The OS/boot/home are on a separate RAID 1 array, the large file system is purely data storage.
I do have backups, but the best backup is the backup that is never used.
I decided to try to simulate a failure by removing a drive, this is what happened
/dev/sdb => 4GB
/dev/sdc => 2GB
/dev/sdd => 1GB
1) /dev/vg0 => +4GB
2) /dev/vg0/vol0 => 4GB
3) mounted vol0 to /data and added to fstab (so it remounts on boot)
4) Filled vol0 with ~3.9GB of data
5) vg0 => +2GB + 1GB
6) vol0 => resize to max (vol0 is now 7GB)
7) Filled vol0 with ~6.9GB of data
8 ) Shutdown and unplugged sata cable for /dev/sdc (the 2GB partition in the "middle" of the volume group, it should contain part of the second data set and none of the first)
9) Boot system, OS fails to mount /dev/vg0/vol0 to /data
Activating LVM volume groups
Couldn't find device with uuid [ID]
Refusing activation of partial LV vol0, Use --partial to override
/dev/vg0/vol0: The superblock could not be read or does not describe a correct ext2 file system...
fsck failed for at least one file system (not /), repair and reboot
10) System is dropped to recovery console, asking for root password
11) activated vg0 using "vgchange -a y vg0 --partial". vg0 was activated in a read only mode
The problem now is that I cannot mount vol0 to /data, mount keeps demanding a file system type and when add "-t ext4" it claims wrong fs type.

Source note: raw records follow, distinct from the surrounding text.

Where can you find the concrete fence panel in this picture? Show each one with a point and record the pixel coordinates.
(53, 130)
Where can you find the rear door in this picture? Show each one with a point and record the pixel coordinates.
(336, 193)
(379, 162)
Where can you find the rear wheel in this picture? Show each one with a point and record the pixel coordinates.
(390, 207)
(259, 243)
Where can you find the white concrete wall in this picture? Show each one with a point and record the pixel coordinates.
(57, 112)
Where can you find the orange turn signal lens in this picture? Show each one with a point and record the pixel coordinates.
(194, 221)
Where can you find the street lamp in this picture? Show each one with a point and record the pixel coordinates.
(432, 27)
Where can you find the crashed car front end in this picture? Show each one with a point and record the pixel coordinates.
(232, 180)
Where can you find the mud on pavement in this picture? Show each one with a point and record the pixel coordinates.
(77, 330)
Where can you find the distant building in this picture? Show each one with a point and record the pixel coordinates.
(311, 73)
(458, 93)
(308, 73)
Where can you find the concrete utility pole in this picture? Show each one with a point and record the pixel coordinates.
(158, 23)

So far it appears that LVM does indeed introduce RAID 0 like failure when spanned over multiple devices. I'll keep digging around and see if I can find a way to do a partial mount of the LVM, but it doesn't look good for the data.

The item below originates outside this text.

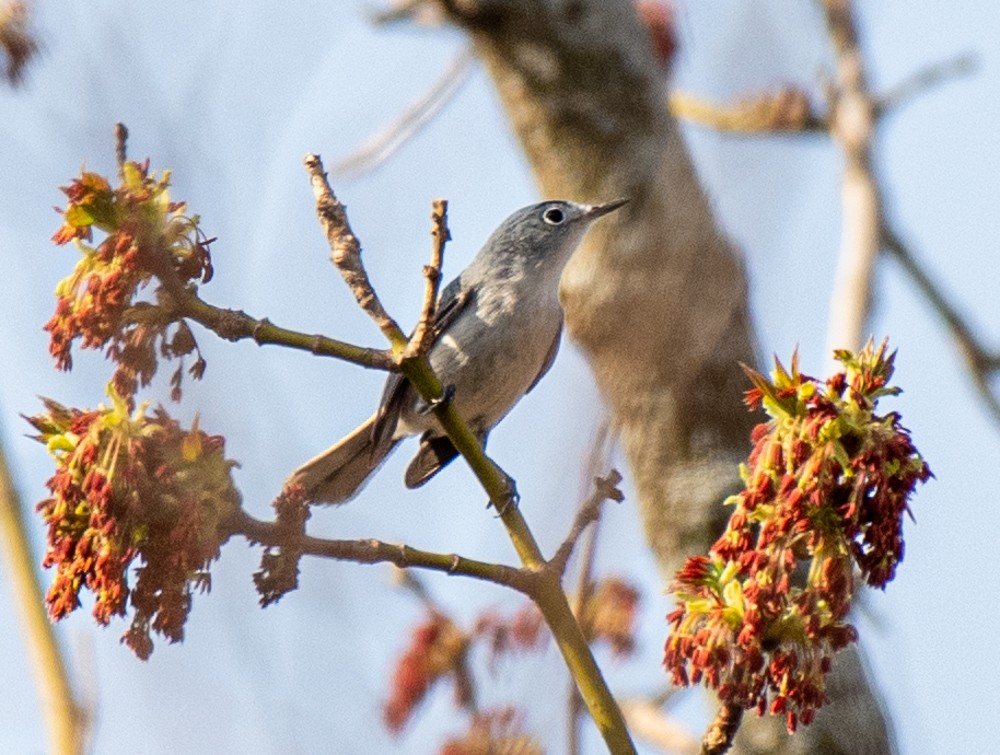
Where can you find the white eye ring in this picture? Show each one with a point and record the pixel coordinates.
(554, 216)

Last edited by Superfuzz; 03-28-2011 at 01:28 AM.
- 03-29-2011 #2
After giving the recovery another try I noticed that I somehow managed to unplug /dev/sdb not /dev/sdc like I meant to. Which is fine, I have now have another test case.
What I have observed:
1) If the device with the file system's superblock goes missing you cannot mount the file system. (This makes sense now given the errors I was seeing, and is understandable since I did remove the first device not the second like I planned). In this case the whole logical volume is trashed, I could not seem to access it no matter what. This is very much like a RAID 0 failure.

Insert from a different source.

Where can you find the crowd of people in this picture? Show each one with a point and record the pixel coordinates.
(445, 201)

2) If the device with the superblock is still functioning you can mount the logical volume. Due to use of the partial option, the volume group is mounted as read only (not a big deal, probably even preferable). What I find interesting is that the mounted file system appears to be the exact same as the fully functioning file system, it reports all the same sizes and show all the files that were on the file system before it broke (this makes sense if think about it for a moment). The problem with this is that you cannot tell easily which files are corrupt/missing and which are perfectly fine. If you had a specific file you wanted back you could check it and if you are lucky it may be one of the files that are fine, but for a general recovery this is not practical, even less so when your dealing with large number of file that occupy a large amount of space. This failure, as troublesome as it may be is technically better than RAID 0, with luck you can recover something.
An LVM spanning multiple devices is playing Russian Roulette with your data. (For comparison RAID 0 would be Russian Roulette with all 6 shots loaded in the revolver).
While this does answer the main question I had (what happens when the LVM fails), the second question still remains. This experiment is assuming the worst case failure, the entire RAID array failed. One of the reasons for using RAID is to prevent total failure like this. I know this will be opinion based answer as it is really a question of how much risk you are willing to take, but I ask anyway.
Is it safe (enough) to have LVM span multiple RAID 10 arrays? If the RAID 10 arrays never fully fail then the LVM would be perfectly fine.
I often see recommendations when building RAID arrays (5 and 10 usually) that suggest if your building a large array to place LVM on top of the array. Given that spanning arrays appears to be just as risky as RAID 0, why give this advice? From what I have seen placing an LVM on top of a RAID 10 is in effect a RAID 10L (or RAID 100 if you use striping instead of spanning for LVM), what benefit is there to essentially adding a stripped layer on top of an already stripped layer?